違和感 正面からトラック 右からバックした自動車 左足はなににこんなにされた? 後ろへか? 左へか…それなら左腕で受け身をする 右腕がこんなになる理由が思いつかない 覚えもない
左腕は動く 大丈夫なのは左手、右足…それと右目 左目はなにか布のようなものが頭に巻かれ塞がれていて、瞼が開けられない
顔を上げる 上半身だけは起こせた くすんだ色のカーテン 錆びて骨組みだけになったベッド 飛沫が飛んで色が変わったような黒い痕が残る壁と天井 窓…凄惨さを選り集めた周囲……
…ここは? 光景に見覚えがある だが…ふいに右目の端 隣との間を仕切るカーテンが揺れた
? なにが聞こえる?
閉じられた隣 奥から 中から なにかを喰う咀嚼音 粘っこいものを口へと運び それをよおく噛んで飲み込んでいく…どうやら隣の入院患者は食事中 健康指向らしい それと同期するようにカーテンが動く
それが…その咀嚼音がASMRで聞こえた
カーテンの向こう 中から聞こえているはずなのに 咀嚼音はすぐ後ろ 真横で 頭の上で、身体の下から 中から 響いてくる
頭を振っても 向きを変えても 痛む両手を使って耳を塞いでも…変わらない 聞こえる 消えない どうやって聞こえている? その向こうにいるのが美少女であるならいいのだが……
それも望み薄 聞こえ来るほかの音
遠くから…悲鳴 非難する声 助けを求める声 叫び声 呻き声 咆哮 罵倒 嘲笑 そして…連続してオレへと語りかける声
これは……
ベッドから降りようとして 右足がオレの意思とは関係なく、そこに残った 足の先がなにかに引っかかり バランスを崩して地面へと落下する 激痛に呻く 頭は打たなかったが、咄嗟に床に打ち付けてクッションとした、左腕が酷く痛む 何かが光って塵となって消えた…見たことがある ダメージエフェクト?

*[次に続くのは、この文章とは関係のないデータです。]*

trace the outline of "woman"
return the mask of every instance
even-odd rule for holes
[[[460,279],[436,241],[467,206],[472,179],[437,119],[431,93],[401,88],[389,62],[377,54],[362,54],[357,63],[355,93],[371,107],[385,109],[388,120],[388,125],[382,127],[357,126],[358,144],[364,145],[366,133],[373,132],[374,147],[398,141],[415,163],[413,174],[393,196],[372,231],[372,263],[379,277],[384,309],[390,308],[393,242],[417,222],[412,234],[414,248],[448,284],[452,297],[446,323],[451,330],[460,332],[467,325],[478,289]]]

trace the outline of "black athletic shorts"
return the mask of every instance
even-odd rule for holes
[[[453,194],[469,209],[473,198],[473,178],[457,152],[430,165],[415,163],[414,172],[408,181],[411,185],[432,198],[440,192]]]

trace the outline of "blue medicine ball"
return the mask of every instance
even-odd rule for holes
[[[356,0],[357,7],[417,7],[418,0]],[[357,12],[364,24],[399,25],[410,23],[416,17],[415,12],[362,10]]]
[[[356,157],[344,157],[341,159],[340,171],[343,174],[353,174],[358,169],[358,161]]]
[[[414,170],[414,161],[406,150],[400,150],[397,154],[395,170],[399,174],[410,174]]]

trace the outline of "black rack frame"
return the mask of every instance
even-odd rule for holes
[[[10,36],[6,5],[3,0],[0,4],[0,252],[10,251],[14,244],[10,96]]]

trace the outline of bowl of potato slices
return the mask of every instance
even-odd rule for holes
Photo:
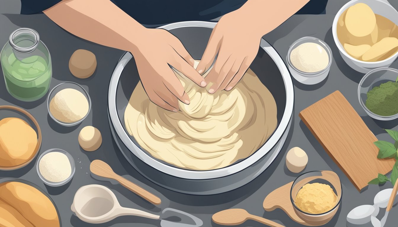
[[[336,15],[333,38],[343,59],[366,73],[398,56],[398,12],[386,0],[353,0]]]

それに…カーテンの向こう 咀嚼の主が気がついて、喰うのを止めた こちらを伺っている気配に息を呑む 静かに 音を立てないように 気配を消してそこで…滑る冷たい床の上で待つ
錆びて骨組みだけになった心もとないベッド それさえも盾にして息を潜める
心音だけが響く これは…オレの鼓動? それさえも…周囲から聞こえるASMR いや、振動がASMRで伝わる 新しい技術?
ただ静かに、鎮まれと待った
やがて何事もなかったかのように隣の病人はまた何かを咀嚼しはじめた
安堵する 小さく息を吐く 途端に蘇る、忘れていた痛み
「!………ッ」
声にならない声さえも黙らせて、痛みを耐える やがて波が引いて行くように失われていく痛み ただ指先だけが震える ベッドを支えに立ち上がり、その端まで向かう 床に溜まった液体に足を持っていかれないように気を配りながら…カーテンの端から室内を覗き込んだ
反対側 奥の壁に扉 その前にベッド すぐ隣は厳重にカーテンが引かれ、中が見えない
ベッドが3つ置かれた病室…オレが寝かされていたのは一番窓際 どこにでもある病室の配置 ただ…見覚えがある 入院したことのある病院のものではない…これは……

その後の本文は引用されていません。